Ona birşey olursa kendimle nasıl yaşardım. Tüm bunların onun başına benim yüzümden geldiğini bile bile devam edemezdim. Kontrolümü , kendimi tamamen kaybetmek üzereydim. Ruhumun , bedenimden çekildiğini hissediyordum. Tüm gücümün , sevdiğim her şeyin benden uzaklaşmasını seyretmek zorunda olan bir seyirci gibiydim. Önümdeki filmi değiştiremiyor , müdahale edemiyordum.
Elim kolum bağlıydı. Hiçbir şey yapamıyordum. Tam anlamıyla çaresizlikten delirmek üzereydim...

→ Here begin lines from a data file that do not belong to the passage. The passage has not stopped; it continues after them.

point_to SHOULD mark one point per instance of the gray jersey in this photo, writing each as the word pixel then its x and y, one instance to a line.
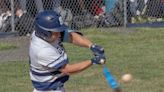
pixel 45 61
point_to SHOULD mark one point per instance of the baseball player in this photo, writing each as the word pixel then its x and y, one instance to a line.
pixel 49 64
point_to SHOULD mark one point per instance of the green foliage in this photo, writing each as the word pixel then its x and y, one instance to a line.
pixel 5 46
pixel 138 52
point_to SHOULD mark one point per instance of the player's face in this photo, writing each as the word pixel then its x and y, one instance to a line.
pixel 55 36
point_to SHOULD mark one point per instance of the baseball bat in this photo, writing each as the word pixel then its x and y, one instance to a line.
pixel 111 80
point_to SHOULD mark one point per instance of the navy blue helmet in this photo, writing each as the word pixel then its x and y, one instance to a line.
pixel 48 21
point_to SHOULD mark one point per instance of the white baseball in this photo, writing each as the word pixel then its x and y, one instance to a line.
pixel 102 61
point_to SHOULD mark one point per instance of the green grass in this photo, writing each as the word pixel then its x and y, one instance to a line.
pixel 5 46
pixel 139 53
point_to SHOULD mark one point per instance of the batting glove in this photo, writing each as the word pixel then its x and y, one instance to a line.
pixel 97 50
pixel 98 60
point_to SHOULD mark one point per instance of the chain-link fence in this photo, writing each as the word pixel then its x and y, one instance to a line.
pixel 145 13
pixel 18 15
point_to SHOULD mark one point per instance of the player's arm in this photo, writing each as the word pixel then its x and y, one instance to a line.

Olabildiğince hızlı bir şekilde emniyete gittiğimde Hazal'ın annesi ve teyzesi hala ordaydı. Yanlarına gittiğimde bana sarılırlarken " Yeni bir haber var mı?" diye sordum ama bakışları zaten cevabı veriyordu. Polislerden biri beni sorgu oldalarından birine alınca sandalyeyi çekip oturdum. Birkaç dakika sonra Murat Gezel gelip karşıma oturdu ve " Biliyorum kafan çok dağınık ama lütfen odaklanıp sorularımıza cevap ver tamam mı?" dedi. Başımı salladım ve ellerimi gözlerime bastırdım. Önündeki dosyayı açarken " İfadenin üzerinden bir de benimle geçmeni istiyorum. Anlatır mısın lütfen Hazal'ı en son ne zaman gördün?" dedi.
" İzmir'den döndüğümüzün ertesi günü evine gittim. Akşam sunum hazırlamak için Enes'in evine gideceğini söylediğinde gitmemesini söyledim ama sunumun önemli olduğunu söyledi."
" Yani gitmesini istemiyordun. Neden?"
" Peşinde bir herif varken evden dışarı çıkmasını istemiyordum."
" O zaman biliyordun yani onu ve seni takip eden birinin olduğunu."
" Evet."
" Hazal , o gün Deniz'i ziyaret etmiş bunu biliyor muydun?"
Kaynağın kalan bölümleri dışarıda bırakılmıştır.